Über allen Fachkräftegipfeln ist Ruh‘. Vom Fachkräfteeinwanderungsgesetz und Rekrutierungsreisen

von personalmarketing2null. Lesezeit: etwa 14 Minuten.

Montag war ein großer Tag für die deutsche Wirtschaft! Denn da tagte der Fachkräftegipfel. Und der bringt, Fachkräfteeinwanderungsgesetz sei Dank, den Unternehmen endlich! die Lösung gegen den bösen „Fachkräftemangel“. Denn, so Frau Merkel in ihrem Video-Podcast zum Fachkräftegipfel und Fachkräfteeinwanderungsgesetz, „die Unternehmen seien händeringend auf der Suche nach Fachkräften„. Wie wir alle wissen, ist das natürlich Unsinn. Wirklich „händeringend“ auf der Suche sind nur die wenigsten. Und die wirklich suchen finden in und außerhalb der Regel auch. Aber schauen wir uns doch mal an, was sich die Politik ausgedacht hat und warum das Ganze letztendlich komplett am „Problem“ vorbeigeht.

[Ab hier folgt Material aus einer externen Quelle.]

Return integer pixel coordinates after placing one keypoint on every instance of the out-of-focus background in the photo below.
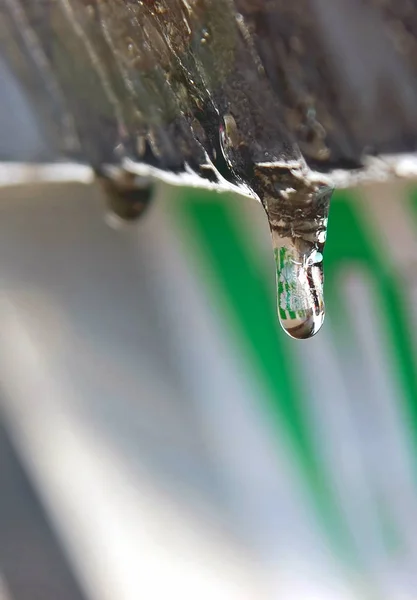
(161, 436)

Ohne ausreichend Fachkräfte kann ein Wirtschaftsstandort nicht erfolgreich sein„, erkennt Frau Merkel in ihrem „Video-Podcast“ zum Fachkräftegipfel sehr richtig. Weiter heißt es: „Deutschland hat leider nicht überall ausreichend Fachkräfte.“ Das wiederum würde ich so nicht stehen lassen. Dass das nicht so ist, hat bereits Martin Gaedt in seinem Klassiker „Mythos Fachkräftemangel“ bewiesen. Fachkräfte gibt es in Deutschland sehr wohl. Nur müssen diese (aktiv und wertschätzend) umworben und (neue) Potenziale gehoben werden. Wenn Handwerksbetriebe, Krankenhäuser, Pflegeeinrichtungen und andere Betriebe aber ihre Hände in den Schoß legen, kein Geld in die Hand nehmen, keine Ressourcen schaffen und darauf warten, dass der nächste Mitarbeiter von sich aus vor der Tür steht und um Einlass begehrt, so können sie warten, bis sie schwarz werden.

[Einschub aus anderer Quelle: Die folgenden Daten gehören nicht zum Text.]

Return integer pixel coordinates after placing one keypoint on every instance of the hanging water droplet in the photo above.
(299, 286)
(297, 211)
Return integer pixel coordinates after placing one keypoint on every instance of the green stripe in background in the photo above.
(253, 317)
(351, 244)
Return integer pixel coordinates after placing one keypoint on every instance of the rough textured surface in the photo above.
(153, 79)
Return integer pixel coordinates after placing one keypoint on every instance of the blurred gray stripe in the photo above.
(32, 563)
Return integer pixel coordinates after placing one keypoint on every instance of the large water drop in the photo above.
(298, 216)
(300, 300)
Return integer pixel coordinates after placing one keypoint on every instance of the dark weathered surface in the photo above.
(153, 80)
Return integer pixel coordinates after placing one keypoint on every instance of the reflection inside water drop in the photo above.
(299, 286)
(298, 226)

Wo bekomme ich die geeigneten Fachkräfte her?

Wo bekomme ich die geeigneten Fachkräfte her?„, fragt Frau Merkel. Frau Merkel ist unsere Bundeskanzlerin. Eine Bundeskanzlerin muss keine Ahnung von Recruiting haben. Deswegen sei ihr diese Frage verziehen. Die sich im Übrigen „im akademischen Bereich, aber auch bei den praktischen Berufen“ stellt (was auch immer unter „praktischen Berufen“ zu verstehen ist). „Wir kennen viele Handwerker und Betriebe, die händeringend Fachkräfte suchen„. Primär kennen wir viele Handwerker und Betriebe, die lautstark jammern. Kennen Sie welche, die wirklich „händeringend“ suchen? Ich nicht.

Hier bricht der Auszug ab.